LLM Seed Researcher¶

Automatic discovery of authoritative sources and article URLs for knowledge pack creation

The LLM Seed Researcher uses Claude Opus 4.6 to intelligently discover authoritative sources for any domain, then employs multiple strategies to extract article URLs for knowledge pack creation.

Overview¶

Building knowledge packs manually requires identifying authoritative sources and extracting article URLs—a time-consuming process. The LLM Seed Researcher automates this workflow by:

Discovering Sources: Using Claude to identify the most authoritative sources for a domain
Extracting URLs: Employing multiple strategies (sitemap, RSS, crawl, LLM) to find article URLs
Validating URLs: Checking accessibility and content type
Ranking URLs: Scoring by authority, recency, and content quality

Quick Start¶

Prerequisites¶

Set your Anthropic API key:

export ANTHROPIC_API_KEY="sk-ant-..."

Standalone Research¶

Discover sources and article URLs for a domain:

wikigr research-sources "quantum physics" --max-sources 10 --max-urls 100 --output research.json

Integrated Pack Creation¶

Create a knowledge pack with automatic source discovery:

wikigr pack create --auto-discover "climate science" --pack-name climate-science-expert

Usage¶

Command: `wikigr research-sources`¶

Research authoritative sources for a domain.

Syntax:

wikigr research-sources <domain> [options]

Arguments: - domain: Topic or domain to research (e.g., "quantum physics", "machine learning")

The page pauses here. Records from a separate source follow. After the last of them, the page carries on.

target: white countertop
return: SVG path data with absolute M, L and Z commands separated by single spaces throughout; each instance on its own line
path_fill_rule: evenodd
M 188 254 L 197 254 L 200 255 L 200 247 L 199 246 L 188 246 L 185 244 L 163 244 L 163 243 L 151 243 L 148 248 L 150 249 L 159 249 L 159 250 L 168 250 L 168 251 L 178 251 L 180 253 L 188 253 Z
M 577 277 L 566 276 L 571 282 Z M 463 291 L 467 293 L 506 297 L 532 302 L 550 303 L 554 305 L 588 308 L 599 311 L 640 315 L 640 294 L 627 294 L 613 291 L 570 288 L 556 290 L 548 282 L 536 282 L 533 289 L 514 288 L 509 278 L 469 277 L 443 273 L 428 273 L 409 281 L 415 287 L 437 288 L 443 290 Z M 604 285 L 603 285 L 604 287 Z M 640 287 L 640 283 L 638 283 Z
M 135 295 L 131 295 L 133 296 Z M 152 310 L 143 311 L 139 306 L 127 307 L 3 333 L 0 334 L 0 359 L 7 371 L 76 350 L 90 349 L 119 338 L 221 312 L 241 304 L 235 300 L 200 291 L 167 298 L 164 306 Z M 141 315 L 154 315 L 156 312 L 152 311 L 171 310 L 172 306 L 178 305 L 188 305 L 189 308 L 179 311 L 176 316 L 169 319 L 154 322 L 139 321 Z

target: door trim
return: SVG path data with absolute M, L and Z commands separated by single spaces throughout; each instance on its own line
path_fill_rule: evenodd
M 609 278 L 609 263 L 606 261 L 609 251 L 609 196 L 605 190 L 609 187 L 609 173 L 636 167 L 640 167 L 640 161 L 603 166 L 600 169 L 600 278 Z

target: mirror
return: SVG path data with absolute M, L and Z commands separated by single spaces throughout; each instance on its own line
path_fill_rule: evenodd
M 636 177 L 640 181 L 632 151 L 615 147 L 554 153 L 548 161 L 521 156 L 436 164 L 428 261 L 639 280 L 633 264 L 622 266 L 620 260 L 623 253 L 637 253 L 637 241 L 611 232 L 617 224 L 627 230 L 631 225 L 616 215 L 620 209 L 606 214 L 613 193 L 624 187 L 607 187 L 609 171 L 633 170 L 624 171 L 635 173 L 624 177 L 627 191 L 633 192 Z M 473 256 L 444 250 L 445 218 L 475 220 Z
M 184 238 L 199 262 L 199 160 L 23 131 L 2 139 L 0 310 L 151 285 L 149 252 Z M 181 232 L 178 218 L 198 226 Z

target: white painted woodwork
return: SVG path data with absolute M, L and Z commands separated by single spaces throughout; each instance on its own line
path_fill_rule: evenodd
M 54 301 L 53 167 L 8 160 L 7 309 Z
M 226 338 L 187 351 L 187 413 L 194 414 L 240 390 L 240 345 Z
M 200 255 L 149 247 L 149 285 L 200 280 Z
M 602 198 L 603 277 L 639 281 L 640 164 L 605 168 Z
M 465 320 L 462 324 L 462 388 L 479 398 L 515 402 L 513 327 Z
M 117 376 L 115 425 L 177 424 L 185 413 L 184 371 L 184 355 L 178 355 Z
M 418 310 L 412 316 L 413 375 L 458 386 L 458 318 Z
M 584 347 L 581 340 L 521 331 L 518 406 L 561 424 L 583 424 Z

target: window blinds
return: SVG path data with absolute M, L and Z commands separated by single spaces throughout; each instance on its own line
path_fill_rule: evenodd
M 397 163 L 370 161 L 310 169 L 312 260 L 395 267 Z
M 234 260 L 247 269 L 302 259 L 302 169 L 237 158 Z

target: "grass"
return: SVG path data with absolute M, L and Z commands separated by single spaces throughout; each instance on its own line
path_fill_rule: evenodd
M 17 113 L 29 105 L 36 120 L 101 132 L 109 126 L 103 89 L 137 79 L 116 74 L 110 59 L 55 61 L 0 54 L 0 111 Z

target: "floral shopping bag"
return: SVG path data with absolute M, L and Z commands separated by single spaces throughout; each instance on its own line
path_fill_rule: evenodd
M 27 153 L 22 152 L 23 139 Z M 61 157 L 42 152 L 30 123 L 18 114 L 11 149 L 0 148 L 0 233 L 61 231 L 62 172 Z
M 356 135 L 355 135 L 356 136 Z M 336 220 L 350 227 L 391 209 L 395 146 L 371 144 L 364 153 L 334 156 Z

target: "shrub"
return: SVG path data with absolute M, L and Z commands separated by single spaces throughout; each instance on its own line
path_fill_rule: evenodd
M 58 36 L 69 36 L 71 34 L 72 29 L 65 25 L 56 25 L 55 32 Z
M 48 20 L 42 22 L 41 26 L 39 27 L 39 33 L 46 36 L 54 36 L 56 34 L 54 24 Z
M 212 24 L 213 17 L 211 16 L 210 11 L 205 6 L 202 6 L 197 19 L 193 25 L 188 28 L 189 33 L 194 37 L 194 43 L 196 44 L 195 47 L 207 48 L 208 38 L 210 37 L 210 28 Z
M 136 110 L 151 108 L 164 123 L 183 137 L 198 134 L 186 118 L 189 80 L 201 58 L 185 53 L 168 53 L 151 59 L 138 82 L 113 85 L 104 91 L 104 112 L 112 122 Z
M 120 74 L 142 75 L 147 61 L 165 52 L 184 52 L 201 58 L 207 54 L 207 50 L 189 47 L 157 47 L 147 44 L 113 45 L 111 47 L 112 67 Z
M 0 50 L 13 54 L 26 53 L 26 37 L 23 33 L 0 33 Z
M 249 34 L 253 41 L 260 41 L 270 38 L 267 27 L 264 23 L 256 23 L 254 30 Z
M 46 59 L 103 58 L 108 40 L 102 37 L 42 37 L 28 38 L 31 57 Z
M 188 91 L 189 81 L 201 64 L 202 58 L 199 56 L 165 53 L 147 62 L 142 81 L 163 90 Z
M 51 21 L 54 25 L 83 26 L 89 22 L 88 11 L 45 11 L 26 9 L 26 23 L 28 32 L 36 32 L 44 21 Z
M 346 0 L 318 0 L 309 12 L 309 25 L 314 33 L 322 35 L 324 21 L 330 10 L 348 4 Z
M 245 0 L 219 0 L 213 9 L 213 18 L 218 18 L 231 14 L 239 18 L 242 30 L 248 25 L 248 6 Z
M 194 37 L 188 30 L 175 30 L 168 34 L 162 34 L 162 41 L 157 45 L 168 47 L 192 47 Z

Options: - --max-sources N: Maximum sources to discover (default: 10) - --max-urls N: Maximum URLs per source (default: 100) - --output FILE: Save results to JSON file - --validate: Validate all URLs (slower, default: false) - --no-cache: Skip cache, always use fresh LLM calls

Examples:

# Basic research
wikigr research-sources "artificial intelligence"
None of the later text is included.